Recostado en la cama de la biblioteca, Javoleno ríe. Frente a él, al otro lado del trípode de bronce donde descansa la jarra de agua del desayuno, está tendido un hombre de unos cincuenta años, bajo y enclenque, de tez grisácea, que ocupa un escaño en la Curia y que llegó el día anterior de Koma.
—Querido Valerio Popilio Grifo —contesta Javoleno sonriendo—. El clima de esta región y sus aguas termales te resultarían sin duda benéficos, si te dignaras venir más a menudo. Pero estoy seguro de que mi
vesuvinum
, mis vinos olorosos y medicinales, en especial el
minis
con mirra, canela, azafrán y nardo, el
mulsum
, el
passum
de uvas pasas o el
Faecula Aminea
, recomendado por los médicos, curarían tus pobres bronquios si consumieras las ánforas que te envío.
—Por desgracia mi estómago se está volviendo tan indisciplinado como mis pulmones, amigo mío, y me veo obligado a controlar mi gusto por el vino. Te confieso que tengo dificultades para asimilar todo lo que bebimos anoche.
—¡Había que celebrar tu llegada y animarte a que me hablaras de las obras del Coliseo, del nuevo impuesto para los judíos, de la reorganización del ejército, de la censura de Vespasiano y del último complot desmontado!
—Desde luego… Pero, si el aire fétido y las intrigas de la Urbe son sin duda responsables de una parte de mis afecciones, no me convencerás de que el sol, el vino, ni siquiera tus preceptos estoicos, han curado las tuyas.

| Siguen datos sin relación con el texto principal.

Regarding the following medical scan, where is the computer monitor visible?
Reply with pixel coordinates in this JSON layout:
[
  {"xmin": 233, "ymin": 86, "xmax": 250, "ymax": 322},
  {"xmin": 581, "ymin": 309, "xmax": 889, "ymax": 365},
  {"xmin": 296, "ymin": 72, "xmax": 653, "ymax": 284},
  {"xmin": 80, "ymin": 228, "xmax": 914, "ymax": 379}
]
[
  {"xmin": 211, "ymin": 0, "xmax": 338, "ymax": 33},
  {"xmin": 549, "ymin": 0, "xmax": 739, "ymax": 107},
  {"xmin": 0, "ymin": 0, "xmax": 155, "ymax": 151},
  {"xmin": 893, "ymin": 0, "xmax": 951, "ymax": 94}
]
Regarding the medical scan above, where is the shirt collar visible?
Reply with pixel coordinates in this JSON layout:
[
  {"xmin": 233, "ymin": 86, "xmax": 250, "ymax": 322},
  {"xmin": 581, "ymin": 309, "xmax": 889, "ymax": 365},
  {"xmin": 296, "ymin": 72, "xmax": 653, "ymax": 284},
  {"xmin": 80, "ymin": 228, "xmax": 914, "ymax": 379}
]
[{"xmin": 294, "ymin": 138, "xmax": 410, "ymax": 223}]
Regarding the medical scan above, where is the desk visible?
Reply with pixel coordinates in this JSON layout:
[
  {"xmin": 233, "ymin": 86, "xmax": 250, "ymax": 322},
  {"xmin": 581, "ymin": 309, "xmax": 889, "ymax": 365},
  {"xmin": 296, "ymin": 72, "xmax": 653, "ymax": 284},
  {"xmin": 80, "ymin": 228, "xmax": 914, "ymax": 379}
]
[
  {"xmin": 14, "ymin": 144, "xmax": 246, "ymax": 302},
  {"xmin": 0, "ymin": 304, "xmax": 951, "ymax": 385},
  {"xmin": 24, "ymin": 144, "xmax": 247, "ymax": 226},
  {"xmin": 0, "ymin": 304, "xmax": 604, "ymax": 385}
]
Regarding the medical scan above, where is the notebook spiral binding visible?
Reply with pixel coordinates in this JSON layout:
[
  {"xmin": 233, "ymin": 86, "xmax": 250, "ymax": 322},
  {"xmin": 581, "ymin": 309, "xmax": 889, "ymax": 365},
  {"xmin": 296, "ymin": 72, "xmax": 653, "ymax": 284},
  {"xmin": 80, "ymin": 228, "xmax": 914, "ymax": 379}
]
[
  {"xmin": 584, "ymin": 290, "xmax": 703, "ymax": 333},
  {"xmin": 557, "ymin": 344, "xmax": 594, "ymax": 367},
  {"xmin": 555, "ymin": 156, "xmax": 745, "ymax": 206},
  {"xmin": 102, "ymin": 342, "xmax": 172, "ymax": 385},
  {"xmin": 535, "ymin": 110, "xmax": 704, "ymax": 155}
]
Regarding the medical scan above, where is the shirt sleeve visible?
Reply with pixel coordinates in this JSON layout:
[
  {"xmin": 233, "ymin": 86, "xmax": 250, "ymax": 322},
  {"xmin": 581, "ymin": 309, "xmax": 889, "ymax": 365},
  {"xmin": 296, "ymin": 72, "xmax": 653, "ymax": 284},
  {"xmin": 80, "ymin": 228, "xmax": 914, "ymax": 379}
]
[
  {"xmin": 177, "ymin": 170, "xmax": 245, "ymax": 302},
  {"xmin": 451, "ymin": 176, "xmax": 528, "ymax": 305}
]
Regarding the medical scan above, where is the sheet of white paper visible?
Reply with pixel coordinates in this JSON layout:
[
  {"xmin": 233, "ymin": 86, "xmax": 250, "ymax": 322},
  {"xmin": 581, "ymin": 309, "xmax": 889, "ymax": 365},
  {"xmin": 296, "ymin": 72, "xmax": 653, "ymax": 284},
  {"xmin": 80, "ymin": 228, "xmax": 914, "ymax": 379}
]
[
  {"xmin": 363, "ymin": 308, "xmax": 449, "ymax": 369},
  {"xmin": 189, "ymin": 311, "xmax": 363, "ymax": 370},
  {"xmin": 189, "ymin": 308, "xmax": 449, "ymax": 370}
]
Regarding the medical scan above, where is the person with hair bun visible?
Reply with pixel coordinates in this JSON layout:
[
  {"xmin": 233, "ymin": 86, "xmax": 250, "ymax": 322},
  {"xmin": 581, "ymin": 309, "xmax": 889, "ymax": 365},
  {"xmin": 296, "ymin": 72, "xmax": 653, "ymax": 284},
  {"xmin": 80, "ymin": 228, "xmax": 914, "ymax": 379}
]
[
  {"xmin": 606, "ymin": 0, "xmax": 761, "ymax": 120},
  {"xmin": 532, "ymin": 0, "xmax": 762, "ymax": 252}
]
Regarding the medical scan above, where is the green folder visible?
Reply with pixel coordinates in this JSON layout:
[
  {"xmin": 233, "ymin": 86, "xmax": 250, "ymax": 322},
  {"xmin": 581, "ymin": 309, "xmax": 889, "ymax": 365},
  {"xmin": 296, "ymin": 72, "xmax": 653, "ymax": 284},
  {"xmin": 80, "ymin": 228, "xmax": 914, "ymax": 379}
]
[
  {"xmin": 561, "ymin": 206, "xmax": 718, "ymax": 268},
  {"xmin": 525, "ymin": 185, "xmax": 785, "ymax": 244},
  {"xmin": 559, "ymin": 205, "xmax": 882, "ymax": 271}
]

Te conozco desde hace demasiado tiempo, Javoleno… Sé que tu herida es demasiado profunda para que se cure con tales vendas…
El filósofo se sonroja.
—No sé qué decirte, Valerio… Simplemente me gusta vivir en Pompeya, estar al aire libre, leer, trabajar. Aquí descanso del mundo.
—Descansas del mundo, de acuerdo, pero por primera vez pareces también en paz contigo mismo y con tu duelo. No creo que los responsables sean los libros.
—Seguramente tienes razón, Valerio. Quizá «la» responsable sea otra…
—¡Lo sabía! ¡Y te atreves a ocultármela!
—No es lo que tú crees. Es… esclava y… se trata simplemente de amistad, de complicidad intelectual.
Valerio se incorpora y observa a su compañero.
—¡Me inquietas, Javoleno! ¿Una amistad «intelectual» con un esclavo, y por añadidura hembra? ¡O estás más encaprichado de lo que haya estado nadie jamás, o la ceguera de tus sentidos es completa!